Kimberly Hirsch-Mennicucci

An unbearable 3.5 year journey with Glioblastoma in 68 year old dad.

My dad was diagnosed with a glioblastoma in Sept. 09 at the age of 68. The tumor was on the left side of his brain directly on the part that controls speech.  We were told it had to be removed immediately because of swelling.  His team of doctors from NYU were wonderful and never gave up on him.  He spent two months after that surgery learning how to speak, write, and walk again and regaining the use of his right hand at home.  He also went to radiation every single day and took chemo pills.  Not to mention the horrible emotions, anger and depression he suffered, as well as side effects of chemo and going in and out of ER for various reasons. I took a leave from work and my sister and I spent everyday caring for him, finding someone to care for him, being his voice and advocating for him while also taking care of my own child and spouse. Everyday was a new learning experience in nursing and psychology.

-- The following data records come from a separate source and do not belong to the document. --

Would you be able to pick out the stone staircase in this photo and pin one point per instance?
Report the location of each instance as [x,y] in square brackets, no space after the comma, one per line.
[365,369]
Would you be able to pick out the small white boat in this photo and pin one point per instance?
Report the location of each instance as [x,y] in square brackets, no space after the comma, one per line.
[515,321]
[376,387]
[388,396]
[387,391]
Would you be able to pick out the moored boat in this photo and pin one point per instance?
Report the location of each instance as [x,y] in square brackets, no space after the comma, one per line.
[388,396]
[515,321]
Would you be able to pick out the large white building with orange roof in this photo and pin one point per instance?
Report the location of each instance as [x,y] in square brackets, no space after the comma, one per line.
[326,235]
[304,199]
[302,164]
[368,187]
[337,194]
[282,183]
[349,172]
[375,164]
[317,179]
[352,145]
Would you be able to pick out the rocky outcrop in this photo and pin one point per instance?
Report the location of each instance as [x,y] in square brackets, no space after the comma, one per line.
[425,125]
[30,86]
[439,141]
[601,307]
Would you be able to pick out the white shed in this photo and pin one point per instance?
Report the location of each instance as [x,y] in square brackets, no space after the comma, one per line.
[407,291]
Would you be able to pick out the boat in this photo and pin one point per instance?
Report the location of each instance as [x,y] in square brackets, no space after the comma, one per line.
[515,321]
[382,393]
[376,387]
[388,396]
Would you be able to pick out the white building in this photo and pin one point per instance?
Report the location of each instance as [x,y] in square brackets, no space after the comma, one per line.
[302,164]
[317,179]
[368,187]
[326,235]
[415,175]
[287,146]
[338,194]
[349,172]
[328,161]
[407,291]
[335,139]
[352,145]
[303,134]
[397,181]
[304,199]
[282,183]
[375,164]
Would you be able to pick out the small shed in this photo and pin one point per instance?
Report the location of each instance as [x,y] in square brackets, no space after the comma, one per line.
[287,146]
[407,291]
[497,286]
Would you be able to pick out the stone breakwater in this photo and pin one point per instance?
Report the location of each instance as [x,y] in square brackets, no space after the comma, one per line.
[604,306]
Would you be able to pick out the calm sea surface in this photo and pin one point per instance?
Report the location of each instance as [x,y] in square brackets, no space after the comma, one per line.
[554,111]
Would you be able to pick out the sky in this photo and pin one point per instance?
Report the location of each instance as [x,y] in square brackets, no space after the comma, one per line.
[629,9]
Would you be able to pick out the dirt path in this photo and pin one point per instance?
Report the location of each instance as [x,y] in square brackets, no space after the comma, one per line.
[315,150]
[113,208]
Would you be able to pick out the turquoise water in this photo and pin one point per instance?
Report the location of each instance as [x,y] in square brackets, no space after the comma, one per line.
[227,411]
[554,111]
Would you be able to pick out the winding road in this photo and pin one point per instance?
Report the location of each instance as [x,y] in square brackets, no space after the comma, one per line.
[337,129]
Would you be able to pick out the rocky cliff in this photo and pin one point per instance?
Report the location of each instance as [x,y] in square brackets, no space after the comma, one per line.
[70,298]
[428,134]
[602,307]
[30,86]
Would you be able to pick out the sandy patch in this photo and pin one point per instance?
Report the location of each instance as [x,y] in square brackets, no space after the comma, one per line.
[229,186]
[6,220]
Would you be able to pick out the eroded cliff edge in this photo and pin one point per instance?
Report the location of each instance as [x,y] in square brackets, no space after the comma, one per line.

These 2 months were unbearable!  A man who was on a water slide with his grandson in July had lost most control of his body and mind 3 months later.  On Christmas Day he developed an infection in his leg and all he gained in walking was lost.  He went into a rehab center.  Not a good one unknown to us.  By January 2010 he had lost all hope and motivation.  He felt the inevitable was that he would die anyway.  After having a blood transfusion, he decided he was done and would enter pallative care, thinking he would be gone from his misery in 3-6 months. He spent ONE YEAR at pallative care hospital. Near death many times. As a result, he received no more treatment and no more rehabilitation......After one year at the age of 69 he was transfered to a nursing home with everyone over 80..... 3 years later and 71 today..... he is still with us... laying in a bed of a nursing home still "waiting" to die. He has no speech and stopped responding and interacting with us only a few months ago.  He is a wonderful eater (of pureed food).  This is a horrible disease that takes away the true essence of a person.  I hope for a cure so no family has to endure this and that there could be better support for those that do, especially dealling with quality of life.  Growing up, my father always said that whatever he dies of they will find a cure for the next day.  I can only wonder if that might be the case here.